Já são dez dias de espera. Ana teme subir até a boca para saber de alguma notícia, e tudo pesa na sua cabeça, enquanto está sentada na mesa do bar. As outras pessoas no bar já estranham o manequim vestindo luto a tantos dias seguidos. “O preto da roupa dele tá ficando cinza” - brincam - “Ou alguma hora começa uma guerra na favela!”. Ana, no entanto, ouve tudo e acha normal. Para ela, sempre foi assim: Cinza. Sempre teve os amigos morrendo; sempre teve gente matando. Sempre teve o manequim; sempre teve o medo. O medo da polícia, do tráfico, da família, da escola. A vergonha de não conseguir entender as coisas a sua volta.
Enquanto toma mais um gole da cerveja barata, Ana tenta imaginar uma vida melhor. Ela pensa na filha de um ano que deixou com a avó, pensa se ainda haverá tudo isso, quando sua filha tiver dezessete anos. Pensa como a vida seria melhor se ela tivesse um quintal tranquilo com plantas simpáticas e uma gangorra na varanda, onde pudesse balançar a eternidade; sentir o sol da manhã na sua pele negra. Ana chega a sentir o calorzinho da imaginação, quando, de repente, um susto! Um estampido, corta seu sonho acordado, com um agudo infinito. Ao contrário da imaginação, sente o seu corpo gelando. Tenta olhar para frente, mas tudo fica embaçado. O corpo tomba na cadeira, e a cabeça pesada se dobra para trás. Percebe que é com ela.
Todos correm. As portas do bar são fechadas, a jukebox desligada e, poucos minutos depois, uma multidão está em volta de Ana, olhando para os seus olhos arregalados de pupilas dilatadas, à distância de um metro da cadeira. Depois, a um metro e meio. Conforme o tempo passa, a distância vai aumentando, delimitando-se pela poça de sangue, que escorre.

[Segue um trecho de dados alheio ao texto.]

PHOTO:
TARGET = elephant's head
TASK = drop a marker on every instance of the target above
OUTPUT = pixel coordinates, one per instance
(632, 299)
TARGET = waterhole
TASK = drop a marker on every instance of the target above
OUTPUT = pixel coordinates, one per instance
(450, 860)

- Alguém chamou o SAMU? - pergunta uma senhora – Chamou?
- Ela ainda tá viva, meu Deus! - diz num tom solene uma garota que toma sorvete de chocolate, e que não morava ali, mas fazia uma visita de domingo à família – Ela vai engasgar com o sangue! Alguém tem que levantar a cabeça dela!
Tenta se aproximar e é interrompida pelo primo.

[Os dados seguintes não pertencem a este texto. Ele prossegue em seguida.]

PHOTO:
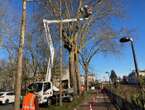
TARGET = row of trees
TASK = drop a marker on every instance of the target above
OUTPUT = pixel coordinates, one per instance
(82, 40)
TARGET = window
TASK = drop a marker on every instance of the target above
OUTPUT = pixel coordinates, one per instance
(36, 86)
(10, 93)
(46, 86)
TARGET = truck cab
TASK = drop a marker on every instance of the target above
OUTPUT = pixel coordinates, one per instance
(44, 91)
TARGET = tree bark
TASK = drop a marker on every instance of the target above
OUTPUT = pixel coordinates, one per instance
(73, 82)
(77, 71)
(20, 58)
(86, 76)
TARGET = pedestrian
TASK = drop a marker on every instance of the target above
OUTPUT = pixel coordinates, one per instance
(30, 101)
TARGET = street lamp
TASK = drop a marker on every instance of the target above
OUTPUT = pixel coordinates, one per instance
(129, 39)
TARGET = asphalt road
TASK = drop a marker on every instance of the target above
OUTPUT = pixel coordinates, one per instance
(97, 102)
(6, 107)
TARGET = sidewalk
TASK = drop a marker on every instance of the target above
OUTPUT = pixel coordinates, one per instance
(96, 102)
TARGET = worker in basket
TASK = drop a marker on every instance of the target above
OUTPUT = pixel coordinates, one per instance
(30, 101)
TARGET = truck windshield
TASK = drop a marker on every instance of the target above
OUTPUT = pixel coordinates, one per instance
(36, 86)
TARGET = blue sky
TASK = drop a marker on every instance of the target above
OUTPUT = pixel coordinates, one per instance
(122, 64)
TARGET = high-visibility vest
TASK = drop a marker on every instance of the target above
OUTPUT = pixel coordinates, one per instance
(29, 102)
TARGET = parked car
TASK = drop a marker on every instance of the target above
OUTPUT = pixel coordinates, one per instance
(7, 97)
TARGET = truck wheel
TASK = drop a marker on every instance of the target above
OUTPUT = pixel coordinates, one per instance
(7, 101)
(71, 99)
(49, 102)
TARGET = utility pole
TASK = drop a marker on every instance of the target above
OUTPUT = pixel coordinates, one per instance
(60, 100)
(18, 77)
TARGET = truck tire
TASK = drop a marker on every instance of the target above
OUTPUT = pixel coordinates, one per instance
(7, 101)
(71, 98)
(49, 102)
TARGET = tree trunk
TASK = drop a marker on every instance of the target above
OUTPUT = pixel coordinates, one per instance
(86, 76)
(77, 71)
(73, 83)
(20, 58)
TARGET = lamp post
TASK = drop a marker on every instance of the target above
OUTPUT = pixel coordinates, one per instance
(129, 39)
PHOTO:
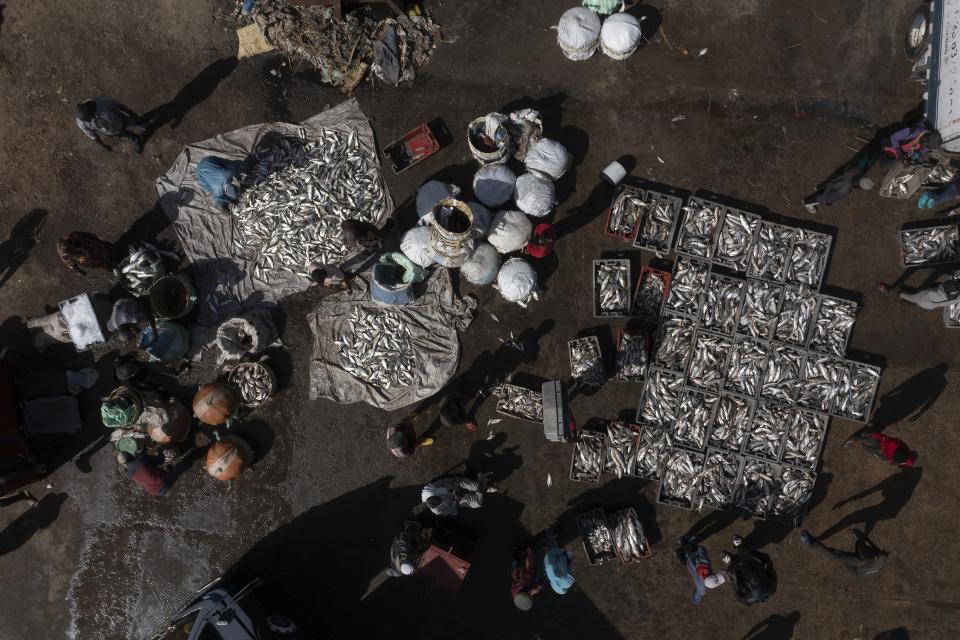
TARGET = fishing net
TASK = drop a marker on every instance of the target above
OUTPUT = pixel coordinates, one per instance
(228, 274)
(423, 333)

- Não! Cê tá louca? - segurando-a pelo braço.
- Mas, vai ficar todo mundo só olhando? – inconformada, ela olha para todos – Alguém tem que fazer alguma coisa!

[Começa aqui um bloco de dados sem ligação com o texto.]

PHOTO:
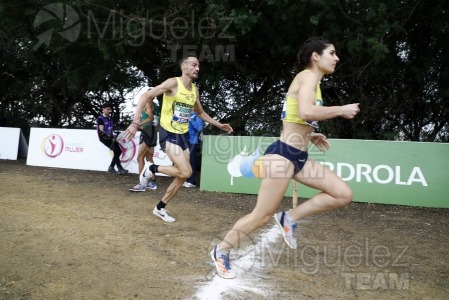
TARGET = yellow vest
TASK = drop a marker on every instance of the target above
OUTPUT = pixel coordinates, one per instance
(175, 112)
(290, 110)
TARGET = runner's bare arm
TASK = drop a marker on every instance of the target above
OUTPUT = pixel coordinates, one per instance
(165, 87)
(198, 108)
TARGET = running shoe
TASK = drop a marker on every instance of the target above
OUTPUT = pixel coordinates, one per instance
(287, 227)
(112, 170)
(163, 214)
(137, 188)
(152, 185)
(145, 174)
(188, 184)
(122, 171)
(222, 264)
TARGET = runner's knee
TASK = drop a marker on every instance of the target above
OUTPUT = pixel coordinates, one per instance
(343, 196)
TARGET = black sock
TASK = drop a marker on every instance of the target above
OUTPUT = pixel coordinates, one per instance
(160, 205)
(153, 168)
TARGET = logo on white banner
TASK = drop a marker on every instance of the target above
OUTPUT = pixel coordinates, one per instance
(52, 145)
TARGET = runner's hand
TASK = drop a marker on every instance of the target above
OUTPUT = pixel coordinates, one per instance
(320, 140)
(227, 128)
(130, 132)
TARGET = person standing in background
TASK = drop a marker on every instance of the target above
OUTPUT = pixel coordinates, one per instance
(148, 139)
(105, 131)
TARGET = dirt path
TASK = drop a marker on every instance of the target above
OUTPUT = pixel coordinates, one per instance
(70, 234)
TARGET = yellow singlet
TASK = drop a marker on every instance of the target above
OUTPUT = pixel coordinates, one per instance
(290, 110)
(175, 113)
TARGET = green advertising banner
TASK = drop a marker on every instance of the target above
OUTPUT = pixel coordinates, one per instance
(402, 173)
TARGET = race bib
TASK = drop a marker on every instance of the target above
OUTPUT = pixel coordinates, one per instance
(181, 114)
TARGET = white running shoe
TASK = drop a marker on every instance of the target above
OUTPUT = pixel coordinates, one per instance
(287, 228)
(145, 174)
(163, 214)
(222, 264)
(188, 184)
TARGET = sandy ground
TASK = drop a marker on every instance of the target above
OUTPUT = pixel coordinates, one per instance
(71, 234)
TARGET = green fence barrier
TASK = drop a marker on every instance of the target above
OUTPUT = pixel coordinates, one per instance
(402, 173)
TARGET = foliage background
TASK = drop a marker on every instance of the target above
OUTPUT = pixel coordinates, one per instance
(393, 60)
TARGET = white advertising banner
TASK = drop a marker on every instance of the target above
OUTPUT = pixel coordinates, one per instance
(13, 144)
(81, 149)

- Depois eu te explico – responde o primo em voz baixa, com o canto da boca.
- Tiro na boca? Deve ter falado de mais... – comenta um homem de bicicleta amarela.
- É a Ana! - grita desesperada uma amiga mais próxima.
- Que Ana? - Pergunta o da bicicleta amarela.
- A Ana, da Mundica, minimo.
- Ah! A Ana, sei.
Engasgando no próprio sangue, Ana fica cada vez mais abatida e distante de todos. Sente seu corpo sendo vestido pelo luto. Cada vez mais frio. Não consegue perceber mais nada do que dizem as vozes dos vultos a sua volta. Seu corpo teima em resistir, treme, dá pequenos sinais de vida. Convulsões. Sua mãe chega. Mas, fica parada em um canto, amparada por algumas amigas. Ela não pode fazer nada. Como todos, ela sabe que está sendo vigiada. Contenta-se em sofrer com um choro engasgado junto à filha. O SAMU chega. Não entra na vila, esperando pela escolta policial. Ana morre, e o espetáculo já não comove mais ninguém. Todos seguem o domingo filosoficamente.
- Perdemos ela – foi a única coisa que disse o socorrista mais tarde, numa frase óbvia e comum. A polícia isola a área, que já tinha mais de 5 metros de diâmetro e ocupava toda a esquina tomada pelo sangue de Ana, que agora escorria pelos bueiros. De dentro de uma das viaturas, um policial resmunga sozinho, olhando para o corpo de Ana: “Trabalho feito, vagabunda!”.
No outro dia, bem cedo, antes que todos acordassem, Neide tentou de tudo para tirar a mancha de sangue do chão, em frente ao bar e no asfalto irregular. Usou vinte litros de soda, oito quilos de sabão em pó, litros e mais litros de água. Mas de nada adiantou. A mancha ficou para sempre na história da vila e a vida voltou ao normal.
Às sete horas da manhã, todos saem para as ruas simultaneamente. Olham para o ponto mais alto da vila, e o manequim está nu.